As Suzy clattered onto the walkway, the sentry suddenly stopped, stamped his feet, and did an about-turn. He took another two or three paces, staring right at Suzy, before the sight of her percolated into his brain. He stopped and fumbled with his musket, eventually bringing it to bear as he stuttered out, ‘Halt! Who goes there! Call the guard! Alarm! Guard! Corporal!’
Twenty
THE NEW NITHLING patrol was easily evaded, the Not-Horses stretching their legs to gallop without the burden of the double-ride sack. Arthur, experiencing this for the first time, was at first terrified and then, after it became clear he wouldn’t just fall off, exhilarated.
The Not-Horses had much greater stamina than earthly horses, but even they could not sustain a gallop for long. After the Nithling force was nothing but a distant speck on the horizon, beyond the low hills of the current tile, Troop Lieutenant Jarrow raised his hand. His Not-Horse slowed down to a canter, then to a brief trot, and finally a walk, with Arthur’s and Fred’s mounts following their leader.
They continued at a walk for the rest of the day, with half an hour’s rest at noon, amid the ruined city of the last tile they needed to cross. It wasn’t much of a ruined city.
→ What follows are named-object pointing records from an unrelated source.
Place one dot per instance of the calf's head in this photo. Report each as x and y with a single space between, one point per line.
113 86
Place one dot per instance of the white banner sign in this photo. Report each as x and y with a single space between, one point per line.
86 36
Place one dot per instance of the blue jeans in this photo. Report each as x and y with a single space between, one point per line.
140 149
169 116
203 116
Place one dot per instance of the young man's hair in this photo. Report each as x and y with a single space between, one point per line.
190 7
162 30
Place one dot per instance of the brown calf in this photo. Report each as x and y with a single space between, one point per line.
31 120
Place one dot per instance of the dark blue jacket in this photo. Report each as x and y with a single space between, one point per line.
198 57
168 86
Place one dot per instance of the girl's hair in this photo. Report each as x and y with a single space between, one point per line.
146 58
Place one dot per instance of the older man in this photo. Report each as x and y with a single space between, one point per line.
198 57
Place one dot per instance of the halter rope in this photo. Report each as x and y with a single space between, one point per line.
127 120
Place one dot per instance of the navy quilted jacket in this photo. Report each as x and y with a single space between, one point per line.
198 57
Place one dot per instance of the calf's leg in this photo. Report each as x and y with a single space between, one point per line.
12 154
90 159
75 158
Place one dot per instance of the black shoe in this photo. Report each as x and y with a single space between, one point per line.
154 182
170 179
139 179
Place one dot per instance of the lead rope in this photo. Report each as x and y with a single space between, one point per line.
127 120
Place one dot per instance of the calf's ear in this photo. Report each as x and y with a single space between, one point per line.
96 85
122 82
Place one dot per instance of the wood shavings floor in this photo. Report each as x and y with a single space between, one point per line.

There were only outlines of old buildings, one or two bricks high, and grassy barrows that might or might not contain interesting remnants. Troop Lieutenant Jarrow explained that there had never actually been a city there. It was built as a ruin, when the Architect had made the Great Maze to be a training ground for the Army.
The officer also showed them how to recognise a tile border – an important thing to know, because anyone within a few yards of a border at sundown ran the risk of having different portions of their body simultaneously transported to different
places.
Not all tile borders were marked in the same way, Jarrow explained, but most borders were obvious from a change in the colour of the vegetation or the soil, showing up as a continuous line. The border from the jungle to the ruined city, for example, was very clear, as every vine-hugged tree on the southern edge was almost yellow instead of a healthy green.
The border from the ruined city tile to the marsh was not as evident, since there was no clear line of colour change or difference in vegetation. But Jarrow pointed to a low cairn of white stones in the middle of an area where the ground slowly changed from a short green grass to low shrubs that were almost blue. Significantly, the cairn was a semicircle, round on the northern side and sheer on the south. It had been built to show the southern border of that tile.
The marsh proper began soon after. Jarrow let the reins slack, and his Not-Horse picked a way through the spongy sedge and the tea-coloured pools of water, the others following in single file.
In the middle of the tile, or near enough by Jarrow’s estimation, they found an island of slightly drier, somewhat higher ground, and here they set up camp. Jarrow again kept watch as Arthur and Fred removed the Not-Horses’ harnesses, wire-brushed and oiled them, and polished their ruby eyes. Then they rubbed down their lightning-charged tulwars, sharpened them, and rubbed grease on their boots and their mail hauberks. All in all, this took till dusk.
Deep in the marsh, with the sun dipped below the horizon, they could only see one of the changed tiles around them. Looking to the east, where there had been nothing to see, there was now an imposing mountain, a dark silhouette against the starry sky.
‘We ride to the Citadel in the morning,’ said Jarrow. He’d used the last of the sun to consult his almanac, choosing not to show a light after dark. ‘I’d like to ride now, and if we had different tiles we might have done it. But there’s a mountain pass to go through now, and a forest, and the Eastern Water Defence.’
‘The what water defence?’ asked Arthur.